Both types of movements suffer from a political deficit, either because they are not divisive or lack a vision of society. This deficit cannot be measured by considering the activists’ own words: whether they participate in movements that tend to be more “civic” or more “social,” most reject politics as something “dirty,” “corrupt,” “manipulative,” and “deceptive.” It is more useful to consider their practices, spontaneously expressed aspirations, and goals. From this perspective, social movements have a greater political potential than civic movements. Indeed, whereas “civic” movements dissolve social identities and conflicting worldviews in the unifying thrust with which they advance the idea of shared “citizenship” and condemn a state that scorns its citizens, social movements create social divisions (between proponents and opponents of a particular solution to a social issue), explore new ways of acting collectively and shaping daily life, introduce practices of solidarity and self-organization—all of which are incipiently political. Not politics “on high,” but political “from below”: that is, what “we,” here, at our own level can do collectively to improve our daily existence.
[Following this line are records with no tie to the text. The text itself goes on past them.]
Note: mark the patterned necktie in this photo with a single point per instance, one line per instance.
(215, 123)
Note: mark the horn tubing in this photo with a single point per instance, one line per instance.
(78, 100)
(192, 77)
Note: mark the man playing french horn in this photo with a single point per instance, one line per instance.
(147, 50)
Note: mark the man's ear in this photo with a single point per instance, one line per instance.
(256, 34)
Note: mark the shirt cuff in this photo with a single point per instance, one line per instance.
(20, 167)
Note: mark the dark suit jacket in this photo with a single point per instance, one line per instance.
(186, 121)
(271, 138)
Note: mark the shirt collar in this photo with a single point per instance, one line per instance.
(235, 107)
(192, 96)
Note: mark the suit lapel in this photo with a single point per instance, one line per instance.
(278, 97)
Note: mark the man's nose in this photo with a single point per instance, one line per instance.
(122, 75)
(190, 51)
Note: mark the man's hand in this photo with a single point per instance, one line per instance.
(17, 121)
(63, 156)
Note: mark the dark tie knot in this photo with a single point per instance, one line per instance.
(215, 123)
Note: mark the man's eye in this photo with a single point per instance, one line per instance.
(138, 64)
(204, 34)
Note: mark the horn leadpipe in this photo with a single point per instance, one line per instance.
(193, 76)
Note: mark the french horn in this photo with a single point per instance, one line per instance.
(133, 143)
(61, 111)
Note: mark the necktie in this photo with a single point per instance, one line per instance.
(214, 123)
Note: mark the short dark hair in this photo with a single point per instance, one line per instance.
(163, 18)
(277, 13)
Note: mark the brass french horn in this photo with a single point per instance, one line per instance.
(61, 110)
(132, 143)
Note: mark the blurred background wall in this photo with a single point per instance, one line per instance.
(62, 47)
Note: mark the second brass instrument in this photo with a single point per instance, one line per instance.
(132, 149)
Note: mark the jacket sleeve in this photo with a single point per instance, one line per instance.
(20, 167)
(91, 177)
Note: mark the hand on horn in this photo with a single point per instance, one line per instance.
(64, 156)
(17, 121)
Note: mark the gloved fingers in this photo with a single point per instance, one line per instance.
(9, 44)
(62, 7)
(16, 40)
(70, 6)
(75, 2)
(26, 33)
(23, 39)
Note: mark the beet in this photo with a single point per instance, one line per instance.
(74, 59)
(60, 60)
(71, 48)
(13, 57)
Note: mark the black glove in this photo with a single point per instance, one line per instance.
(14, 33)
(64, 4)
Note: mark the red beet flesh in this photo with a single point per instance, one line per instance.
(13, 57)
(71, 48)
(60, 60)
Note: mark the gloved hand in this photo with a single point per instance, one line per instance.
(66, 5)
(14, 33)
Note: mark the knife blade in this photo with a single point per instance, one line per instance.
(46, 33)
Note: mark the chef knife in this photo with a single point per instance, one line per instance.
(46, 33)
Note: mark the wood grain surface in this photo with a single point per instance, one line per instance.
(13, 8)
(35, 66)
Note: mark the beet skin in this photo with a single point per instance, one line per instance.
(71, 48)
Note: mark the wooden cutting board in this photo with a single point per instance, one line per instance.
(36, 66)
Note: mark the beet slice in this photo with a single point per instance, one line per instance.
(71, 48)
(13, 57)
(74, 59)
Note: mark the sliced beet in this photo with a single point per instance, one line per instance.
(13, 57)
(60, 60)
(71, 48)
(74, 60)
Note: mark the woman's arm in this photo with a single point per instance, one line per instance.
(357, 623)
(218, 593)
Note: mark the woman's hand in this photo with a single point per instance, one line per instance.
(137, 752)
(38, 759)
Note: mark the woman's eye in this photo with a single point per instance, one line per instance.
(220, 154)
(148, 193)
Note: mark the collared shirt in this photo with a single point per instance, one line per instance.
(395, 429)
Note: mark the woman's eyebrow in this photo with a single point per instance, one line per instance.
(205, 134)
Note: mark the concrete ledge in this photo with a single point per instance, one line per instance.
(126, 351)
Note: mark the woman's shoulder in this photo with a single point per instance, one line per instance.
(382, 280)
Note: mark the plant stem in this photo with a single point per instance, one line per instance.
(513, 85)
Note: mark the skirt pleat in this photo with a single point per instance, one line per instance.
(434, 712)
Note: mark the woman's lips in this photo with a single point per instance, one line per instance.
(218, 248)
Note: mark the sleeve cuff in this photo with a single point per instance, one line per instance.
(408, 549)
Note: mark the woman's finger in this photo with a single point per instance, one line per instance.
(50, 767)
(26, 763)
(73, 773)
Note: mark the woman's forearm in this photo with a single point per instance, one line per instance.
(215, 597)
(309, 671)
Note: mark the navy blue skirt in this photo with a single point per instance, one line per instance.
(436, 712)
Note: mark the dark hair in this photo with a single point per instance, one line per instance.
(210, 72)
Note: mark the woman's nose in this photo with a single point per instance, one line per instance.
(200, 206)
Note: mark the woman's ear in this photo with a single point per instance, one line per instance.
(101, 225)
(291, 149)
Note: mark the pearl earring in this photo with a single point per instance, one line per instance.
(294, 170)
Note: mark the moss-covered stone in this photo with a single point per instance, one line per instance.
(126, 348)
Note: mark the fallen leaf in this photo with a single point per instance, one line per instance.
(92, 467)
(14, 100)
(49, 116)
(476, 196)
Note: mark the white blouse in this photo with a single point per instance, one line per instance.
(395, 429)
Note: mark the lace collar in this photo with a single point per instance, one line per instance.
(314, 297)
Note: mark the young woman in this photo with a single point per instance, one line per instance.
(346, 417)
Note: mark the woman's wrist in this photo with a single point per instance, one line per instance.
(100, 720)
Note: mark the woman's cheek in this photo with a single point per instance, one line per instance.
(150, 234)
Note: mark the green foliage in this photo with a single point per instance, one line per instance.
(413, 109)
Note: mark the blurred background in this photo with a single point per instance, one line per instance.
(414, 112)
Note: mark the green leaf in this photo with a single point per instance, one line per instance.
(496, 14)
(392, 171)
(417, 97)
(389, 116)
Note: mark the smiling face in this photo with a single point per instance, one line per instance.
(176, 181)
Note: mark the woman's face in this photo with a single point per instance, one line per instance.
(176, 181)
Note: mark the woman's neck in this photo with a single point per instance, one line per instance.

Between this incipient form of politics to a political movement in the full sense of the term (i.e., one with the potential to shake up the social relations of power) lies a step that is still far from being taken. But in my view, movements that overemphasize their civic character tend to sap the political potential of such mobilization. This is how I see the current opposition movement, which is positioning itself against a state that it sees as monolithic and alien, and against the person of Vladimir Putin, while neglecting social questions and the people’s capacity for self-organization, as well as the experiences of collective action which are proliferating at a micro level in daily life. This position, which is primarily endorsed by the movement’s leaders, explains in large part why “grassroots” social movements, particularly in the regions, have had very little involvement in an opposition movement in which they do not recognize themselves.